When working with large datasets, optimizing performance becomes crucial. We'll explore some techniques to improve the efficiency of your Pandas operations.

### Using Categorical Data Types

In [None]:
# Create a large DataFrame with repeated values
df_large = pd.DataFrame({
    'id': np.arange(1000000),
    'category': np.random.choice(['A', 'B', 'C', 'D'], 1000000)
})

# Check memory usage
print("Memory usage before optimization:")
print(df_large.memory_usage(deep=True))

# Convert to categorical
df_large['category'] = df_large['category'].astype('category')
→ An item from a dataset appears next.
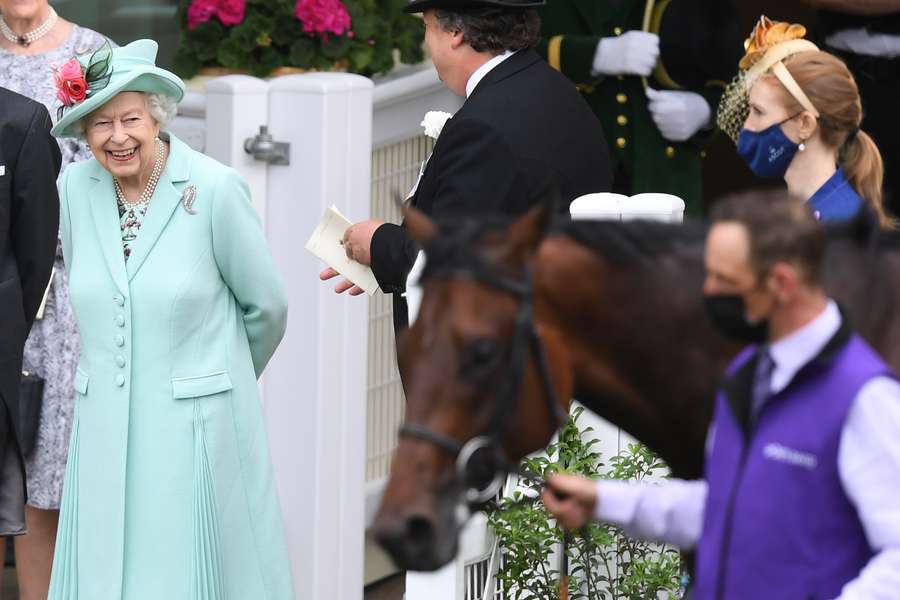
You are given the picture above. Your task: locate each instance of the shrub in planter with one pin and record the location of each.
(260, 36)
(604, 563)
# Check memory usage after optimization
print("\nMemory usage after optimization:")
print(df_large.memory_usage(deep=True))

### Efficient Iteration

In [None]:
# Create a sample DataFrame
df_sample = pd.DataFrame({
    'A': range(1000000),
    'B': range(1000000, 2000000)
})

# Using itertuples() for efficient iteration
%time for row in df_sample.itertuples():
    _ = row.A + row.B

# Using iterrows() (slower)
%time for index, row in df_sample.iterrows():
    _ = row['A'] + row['B']

### Vectorization Techniques

In [None]:
# Non-vectorized operation
%time result = [x + y for x, y in zip(df_sample['A'], df_sample['B'])]

# Vectorized operation
%time result = df_sample['A'] + df_sample['B']

## Conclusion

In this comprehensive lecture on Advanced Pandas Operations, we've covered a wide range of topics including:

1. Advanced Data Selection and Filtering
2. Data Transformation
3. Grouping and Aggregation
4. Handling Missing Data
5. Merging and Joining DataFrames
6. Time Series Operations
7. Performance Optimization

These advanced techniques will allow you to manipulate and analyze complex datasets efficiently. Remember that practice is key to mastering these concepts. Try applying these techniques to your own datasets and experiment with different combinations of operations to solve real-world data problems.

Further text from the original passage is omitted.